How Divorce Affects Children at Different Ages
For instance, a child between the ages of 3-5 will often regress in response to a parental split. Many parents notice that their child returns to a milestone they’ve already passed. A thumb-sucker may start sucking their thumb again. Your child may demand a bottle, want to sleep in your bed, or even show signs of separation anxiety again. Sleep is often disturbed, and children at this age may experience chronic issues typically associated with grief. Remember, a young child doesn’t understand why you and your partner didn’t get along, or why an affair occurred. To them, divorce can make them feel unsafe and insecure. Yes, with counseling and parents who are willing to handle the situation maturely, the child will recover, but it takes time.
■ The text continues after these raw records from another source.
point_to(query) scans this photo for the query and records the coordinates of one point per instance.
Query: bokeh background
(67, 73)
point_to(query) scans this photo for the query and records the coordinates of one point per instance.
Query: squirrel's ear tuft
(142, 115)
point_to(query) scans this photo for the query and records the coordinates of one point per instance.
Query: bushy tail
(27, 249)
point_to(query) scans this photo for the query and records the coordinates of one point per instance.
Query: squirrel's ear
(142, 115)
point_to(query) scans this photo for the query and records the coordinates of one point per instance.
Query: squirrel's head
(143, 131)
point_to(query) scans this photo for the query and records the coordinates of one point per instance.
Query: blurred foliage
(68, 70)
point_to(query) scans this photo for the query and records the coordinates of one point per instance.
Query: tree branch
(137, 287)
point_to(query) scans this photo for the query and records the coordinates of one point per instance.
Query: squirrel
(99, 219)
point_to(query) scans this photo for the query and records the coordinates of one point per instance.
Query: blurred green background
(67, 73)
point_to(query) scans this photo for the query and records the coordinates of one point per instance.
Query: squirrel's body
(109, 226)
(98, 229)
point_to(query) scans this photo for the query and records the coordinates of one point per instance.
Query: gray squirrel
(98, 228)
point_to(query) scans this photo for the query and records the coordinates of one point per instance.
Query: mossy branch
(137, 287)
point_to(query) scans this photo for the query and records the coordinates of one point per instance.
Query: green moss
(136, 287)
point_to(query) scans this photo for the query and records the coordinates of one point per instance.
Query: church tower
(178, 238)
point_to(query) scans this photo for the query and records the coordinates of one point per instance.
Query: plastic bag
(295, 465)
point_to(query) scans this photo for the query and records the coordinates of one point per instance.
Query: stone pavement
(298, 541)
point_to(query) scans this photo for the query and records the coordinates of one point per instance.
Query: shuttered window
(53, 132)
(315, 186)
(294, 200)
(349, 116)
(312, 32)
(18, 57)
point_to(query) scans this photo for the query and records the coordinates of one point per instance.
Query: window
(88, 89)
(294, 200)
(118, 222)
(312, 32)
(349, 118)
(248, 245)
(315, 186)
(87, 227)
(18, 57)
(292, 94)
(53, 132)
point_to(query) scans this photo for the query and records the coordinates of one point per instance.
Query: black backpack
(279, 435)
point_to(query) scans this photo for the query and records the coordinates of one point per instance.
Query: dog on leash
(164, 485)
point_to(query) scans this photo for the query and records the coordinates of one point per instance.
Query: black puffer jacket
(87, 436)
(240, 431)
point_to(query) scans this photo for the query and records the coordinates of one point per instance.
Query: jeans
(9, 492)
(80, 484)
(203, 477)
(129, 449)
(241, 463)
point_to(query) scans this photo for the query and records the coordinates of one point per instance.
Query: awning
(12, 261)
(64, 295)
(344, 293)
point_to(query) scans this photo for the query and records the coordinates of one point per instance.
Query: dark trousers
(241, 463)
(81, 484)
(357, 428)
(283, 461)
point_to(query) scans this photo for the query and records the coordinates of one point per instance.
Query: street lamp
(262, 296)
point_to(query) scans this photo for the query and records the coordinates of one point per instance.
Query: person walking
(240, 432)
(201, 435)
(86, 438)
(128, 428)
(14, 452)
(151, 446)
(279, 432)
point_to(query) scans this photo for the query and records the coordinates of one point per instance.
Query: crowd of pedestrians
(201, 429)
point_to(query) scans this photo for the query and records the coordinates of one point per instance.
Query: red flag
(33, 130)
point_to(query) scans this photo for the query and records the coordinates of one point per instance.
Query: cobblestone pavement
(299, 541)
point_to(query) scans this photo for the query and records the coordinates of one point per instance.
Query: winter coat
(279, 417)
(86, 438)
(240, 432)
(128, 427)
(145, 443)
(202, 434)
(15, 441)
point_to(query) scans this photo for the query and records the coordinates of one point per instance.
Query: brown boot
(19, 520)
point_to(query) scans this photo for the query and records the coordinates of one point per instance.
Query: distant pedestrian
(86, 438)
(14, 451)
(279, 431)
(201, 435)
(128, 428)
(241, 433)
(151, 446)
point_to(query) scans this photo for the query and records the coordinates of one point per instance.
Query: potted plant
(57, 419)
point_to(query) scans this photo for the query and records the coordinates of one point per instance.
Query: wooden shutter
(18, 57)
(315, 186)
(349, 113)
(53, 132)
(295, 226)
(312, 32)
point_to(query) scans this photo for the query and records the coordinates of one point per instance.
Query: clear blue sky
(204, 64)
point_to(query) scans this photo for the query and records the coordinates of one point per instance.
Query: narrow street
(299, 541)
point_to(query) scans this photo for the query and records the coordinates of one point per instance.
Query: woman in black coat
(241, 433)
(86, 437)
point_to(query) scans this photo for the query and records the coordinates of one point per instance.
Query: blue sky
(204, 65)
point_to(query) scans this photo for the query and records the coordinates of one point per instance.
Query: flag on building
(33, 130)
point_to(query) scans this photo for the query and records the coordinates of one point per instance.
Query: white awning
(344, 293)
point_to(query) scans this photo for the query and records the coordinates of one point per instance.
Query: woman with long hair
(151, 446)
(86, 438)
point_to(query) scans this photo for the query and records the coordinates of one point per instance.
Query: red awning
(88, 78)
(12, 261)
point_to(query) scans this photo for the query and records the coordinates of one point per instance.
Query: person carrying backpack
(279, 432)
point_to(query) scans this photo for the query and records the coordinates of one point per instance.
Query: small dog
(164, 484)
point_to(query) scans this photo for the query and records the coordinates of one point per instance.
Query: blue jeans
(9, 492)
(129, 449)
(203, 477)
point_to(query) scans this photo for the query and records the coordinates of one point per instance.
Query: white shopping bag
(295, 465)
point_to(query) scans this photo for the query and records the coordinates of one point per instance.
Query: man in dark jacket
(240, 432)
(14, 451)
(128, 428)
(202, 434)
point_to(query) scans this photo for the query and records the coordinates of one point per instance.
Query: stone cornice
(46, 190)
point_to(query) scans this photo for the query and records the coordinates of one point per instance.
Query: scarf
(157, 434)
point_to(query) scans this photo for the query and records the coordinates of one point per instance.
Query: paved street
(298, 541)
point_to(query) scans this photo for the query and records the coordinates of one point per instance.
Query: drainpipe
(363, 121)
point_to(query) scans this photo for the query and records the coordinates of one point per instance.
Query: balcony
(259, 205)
Children between the ages of 6-8 also enter a grieving process when parents divorce. If custody arrangements are sporadic, or one parent seems to disappear from their life, the child may grieve the ‘loss’ of this person. Kids may even come up with creative ways to try to get you and your partner back together, unable to accept that the situation is permanent.
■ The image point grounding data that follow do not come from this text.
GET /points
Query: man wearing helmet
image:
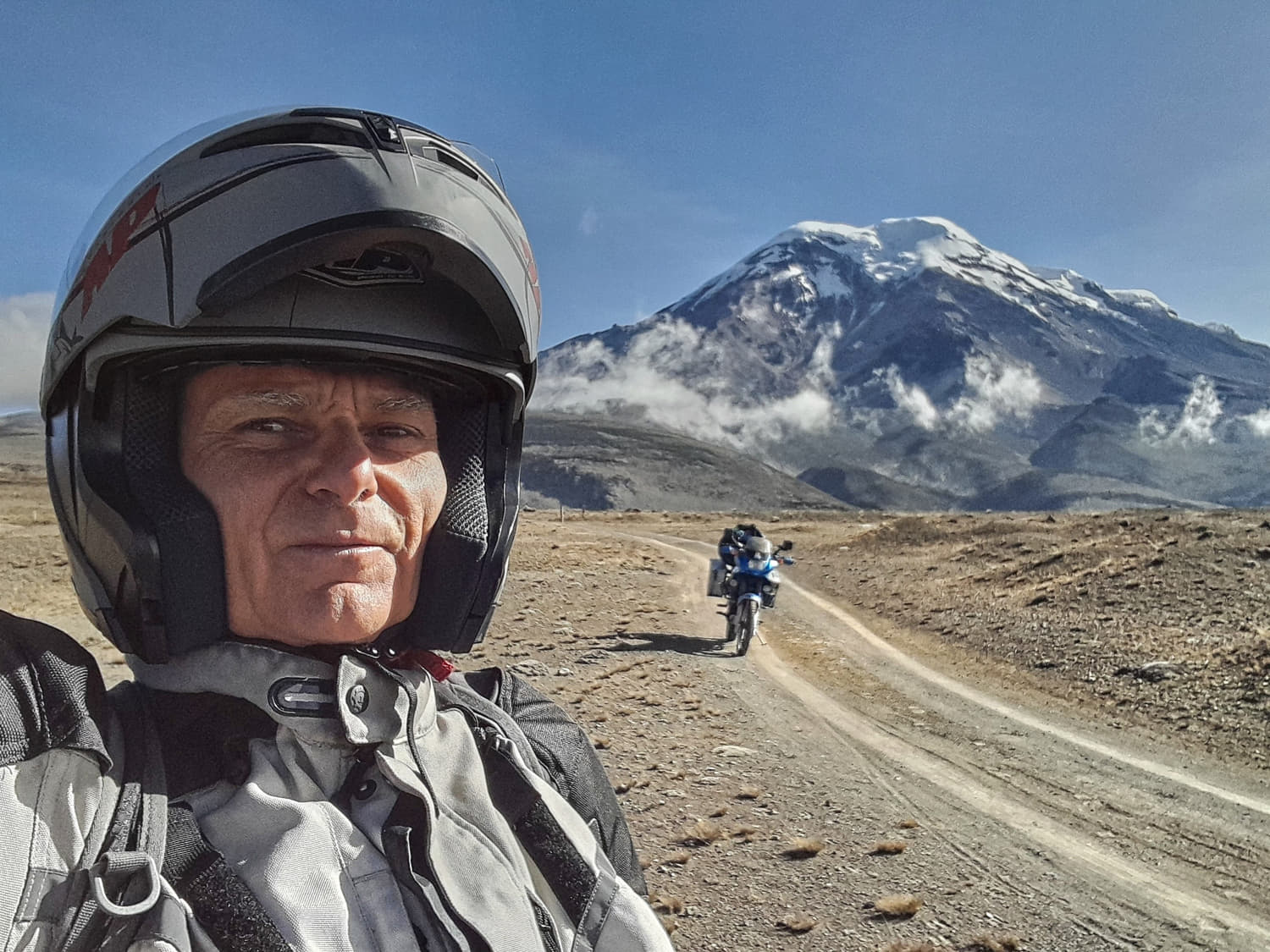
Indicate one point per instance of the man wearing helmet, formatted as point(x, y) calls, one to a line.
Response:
point(284, 399)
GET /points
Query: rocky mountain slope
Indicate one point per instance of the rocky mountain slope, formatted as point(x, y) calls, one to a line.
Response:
point(594, 462)
point(954, 372)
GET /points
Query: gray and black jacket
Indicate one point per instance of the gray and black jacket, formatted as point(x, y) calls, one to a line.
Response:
point(251, 799)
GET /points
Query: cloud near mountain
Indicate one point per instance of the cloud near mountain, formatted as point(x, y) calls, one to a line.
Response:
point(25, 329)
point(993, 390)
point(911, 352)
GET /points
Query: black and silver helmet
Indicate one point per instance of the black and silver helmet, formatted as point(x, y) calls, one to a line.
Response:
point(312, 235)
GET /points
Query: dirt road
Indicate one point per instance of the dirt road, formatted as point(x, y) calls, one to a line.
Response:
point(1021, 827)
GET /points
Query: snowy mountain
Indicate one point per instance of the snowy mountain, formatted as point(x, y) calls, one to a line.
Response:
point(911, 350)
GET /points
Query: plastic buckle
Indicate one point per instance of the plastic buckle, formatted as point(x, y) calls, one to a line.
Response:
point(127, 862)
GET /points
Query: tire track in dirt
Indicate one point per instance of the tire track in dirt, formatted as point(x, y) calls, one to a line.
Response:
point(1198, 909)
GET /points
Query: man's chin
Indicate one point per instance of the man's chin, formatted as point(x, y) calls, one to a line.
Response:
point(327, 626)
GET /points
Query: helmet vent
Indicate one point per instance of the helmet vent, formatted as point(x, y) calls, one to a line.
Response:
point(292, 134)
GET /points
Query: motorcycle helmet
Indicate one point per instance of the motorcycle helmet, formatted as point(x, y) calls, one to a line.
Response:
point(314, 235)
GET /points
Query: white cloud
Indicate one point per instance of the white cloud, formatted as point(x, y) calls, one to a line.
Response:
point(997, 390)
point(993, 390)
point(23, 330)
point(912, 399)
point(1259, 423)
point(589, 376)
point(1199, 415)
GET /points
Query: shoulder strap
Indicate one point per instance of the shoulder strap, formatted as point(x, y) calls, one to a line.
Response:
point(51, 693)
point(566, 758)
point(147, 833)
point(124, 883)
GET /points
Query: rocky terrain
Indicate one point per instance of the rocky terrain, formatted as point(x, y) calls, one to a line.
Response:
point(916, 754)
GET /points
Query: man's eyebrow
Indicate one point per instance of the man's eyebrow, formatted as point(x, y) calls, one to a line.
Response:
point(271, 398)
point(409, 401)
An 8-year-old may also grieve but is likely to act out in anger. They may be ‘mad’ at the parent they feel is responsible for the breakup. If they live with mom during the week, they might feel angry with dad, seeing his absence as a personal rejection. It’s also common for children aged 8-11 to take on the role of the parent who left. They may try to comfort you or “be strong” for you when, inside, they are hurting immensely. Since they feel that expressing their anger would only further hurt the parent they’re with, they may refrain from verbalizing their feelings and exhibit their anger in other ways, like at school.
Adolescents can be the hardest hit by divorce. Parents often think that since they are older, teens can better understand the reasons behind the divorce. The truth is that they cannot. A child between the ages of 12-18 whose parents divorce should be monitored closely for signs of depression, drug use, and violent outbursts. These children have likely witnessed marital problems firsthand, which has affected them profoundly. Teens will often try to judge the behavior of the parent they think is at fault. It’s common for teens to completely reject one parent during the first year following a divorce. They may also see their parents’ failure to stay married as a personal failure, which could negatively affect their own views on relationships. Teens may also cling to romantic relationships, engage in sexual promiscuity, or have a 45% higher chance of becoming pregnant as teens, running away, or staying with an abusive partner after a parental divorce.
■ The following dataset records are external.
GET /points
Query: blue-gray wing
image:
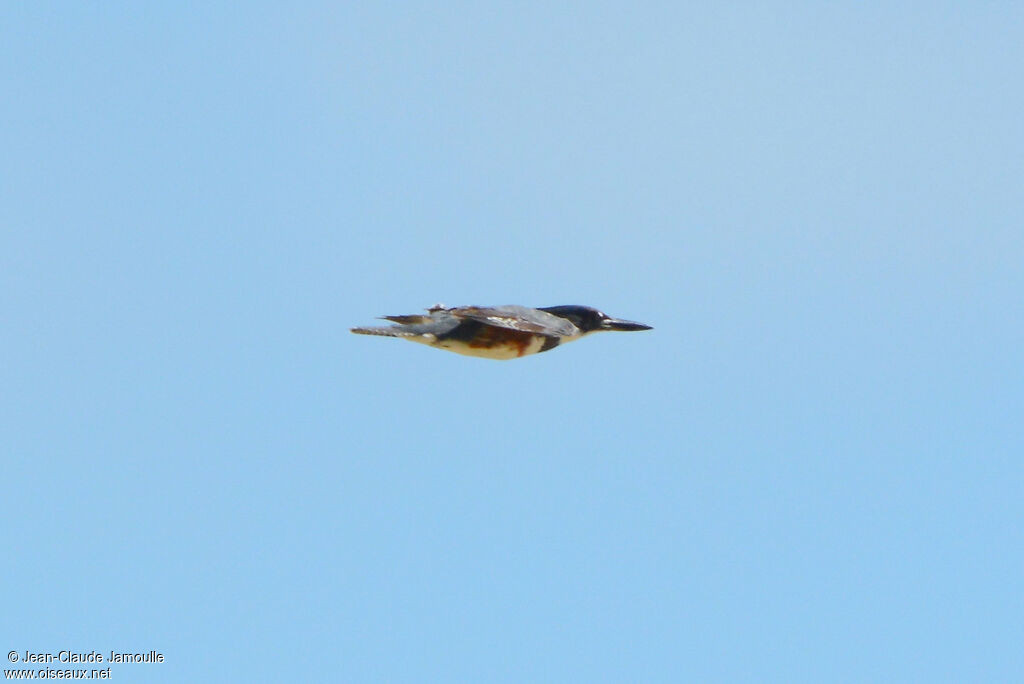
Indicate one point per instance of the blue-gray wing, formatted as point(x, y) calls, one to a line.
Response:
point(517, 317)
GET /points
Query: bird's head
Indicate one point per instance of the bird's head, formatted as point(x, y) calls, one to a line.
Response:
point(589, 319)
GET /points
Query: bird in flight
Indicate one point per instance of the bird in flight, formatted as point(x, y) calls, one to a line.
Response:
point(499, 332)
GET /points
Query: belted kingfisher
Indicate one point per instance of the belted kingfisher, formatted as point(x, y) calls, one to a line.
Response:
point(499, 332)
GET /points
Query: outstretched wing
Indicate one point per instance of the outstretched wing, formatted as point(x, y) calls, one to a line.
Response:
point(517, 317)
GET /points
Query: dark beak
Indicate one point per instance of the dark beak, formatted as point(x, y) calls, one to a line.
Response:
point(616, 324)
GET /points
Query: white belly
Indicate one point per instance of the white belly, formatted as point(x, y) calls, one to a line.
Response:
point(499, 352)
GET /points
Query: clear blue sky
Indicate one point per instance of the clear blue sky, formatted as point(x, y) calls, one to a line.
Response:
point(811, 470)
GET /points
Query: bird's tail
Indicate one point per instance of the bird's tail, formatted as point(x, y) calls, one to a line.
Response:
point(387, 331)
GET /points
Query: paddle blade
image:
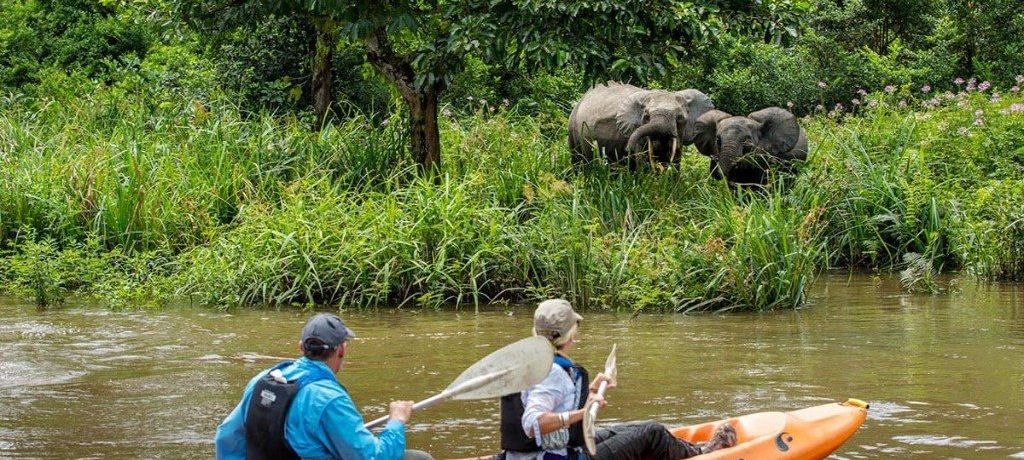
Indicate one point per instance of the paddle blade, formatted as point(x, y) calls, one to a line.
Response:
point(590, 415)
point(517, 367)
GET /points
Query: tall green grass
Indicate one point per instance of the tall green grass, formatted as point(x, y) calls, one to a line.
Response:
point(197, 200)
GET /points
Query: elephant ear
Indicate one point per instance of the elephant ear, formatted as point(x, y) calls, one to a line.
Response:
point(707, 131)
point(779, 130)
point(697, 102)
point(630, 114)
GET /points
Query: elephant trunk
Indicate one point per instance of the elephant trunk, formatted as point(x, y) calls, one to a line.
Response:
point(658, 126)
point(728, 154)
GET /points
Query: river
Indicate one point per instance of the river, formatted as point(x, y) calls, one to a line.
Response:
point(944, 374)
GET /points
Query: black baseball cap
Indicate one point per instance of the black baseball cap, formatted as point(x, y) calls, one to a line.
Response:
point(325, 331)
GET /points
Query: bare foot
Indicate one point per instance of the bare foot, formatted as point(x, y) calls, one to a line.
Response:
point(723, 437)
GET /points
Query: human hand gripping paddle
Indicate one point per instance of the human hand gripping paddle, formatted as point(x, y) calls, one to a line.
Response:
point(507, 370)
point(590, 417)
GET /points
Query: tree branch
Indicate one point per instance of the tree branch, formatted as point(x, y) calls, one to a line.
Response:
point(382, 55)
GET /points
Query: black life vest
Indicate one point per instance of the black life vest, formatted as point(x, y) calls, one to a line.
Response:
point(513, 437)
point(267, 412)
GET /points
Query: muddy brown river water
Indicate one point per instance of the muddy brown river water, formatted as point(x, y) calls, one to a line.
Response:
point(944, 374)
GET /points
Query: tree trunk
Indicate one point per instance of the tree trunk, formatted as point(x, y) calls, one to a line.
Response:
point(323, 78)
point(422, 100)
point(424, 130)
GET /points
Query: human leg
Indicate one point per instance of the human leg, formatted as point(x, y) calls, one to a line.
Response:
point(639, 441)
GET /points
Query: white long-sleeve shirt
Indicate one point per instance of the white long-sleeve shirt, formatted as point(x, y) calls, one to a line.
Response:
point(556, 392)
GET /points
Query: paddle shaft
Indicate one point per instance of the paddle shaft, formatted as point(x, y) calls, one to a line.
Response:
point(468, 385)
point(600, 392)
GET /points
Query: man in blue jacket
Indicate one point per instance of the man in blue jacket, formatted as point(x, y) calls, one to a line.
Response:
point(298, 409)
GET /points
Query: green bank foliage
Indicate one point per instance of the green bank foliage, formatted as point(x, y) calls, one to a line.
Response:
point(138, 204)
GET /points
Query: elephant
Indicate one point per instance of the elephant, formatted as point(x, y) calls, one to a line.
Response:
point(743, 149)
point(621, 119)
Psychologists agree that the degree of outward reactions from children can range from mild to extreme. The mental and emotional state of the child largely depends on how well the parents manage the divorce. This is why it is crucial for parents to keep relationship issues between adults only. Parents should avoid using their children as sounding boards, remain optimistic in the children’s presence, and do their best to reassure them that BOTH parents have their best interests at heart.
The Other Challenges Children Face After Divorce
Aside from emotional issues, divorce can cause other practical problems for children. They may need to adjust to a new home, a new school, and the absence of many people they love (grandparents, cousins, aunts, pets, and even friends). Family traditions change, and financial situations often change as well, leading the kids to feel like they have “less.” Additionally, their caretakers may change, their schedule will be affected, and their daily routines will change. Even if parents try to maintain a sense of normalcy, the truth is that the effects of divorce touch every aspect of a child’s life, and a new routine must be established to replace the old one. This can be difficult, and parents may find their kids resisting these changes.
Sadly, these consequences are exactly why many parents wait until the kids are older to go their separate ways. However, allowing your children to grow up witnessing an unhappy and unhealthy relationship, forcing them to deal with parents who are rarely happy, and using them as a ‘reason’ to stay unhappy is not a good solution either. There are plenty of support groups, psychologists, counselors, and other resources available to all family members involved in a divorce. These people and organizations can help you do the right things during the transitional months and give your children a safe, impartial outlet to express their emotions and learn how to cope with the changes they are facing.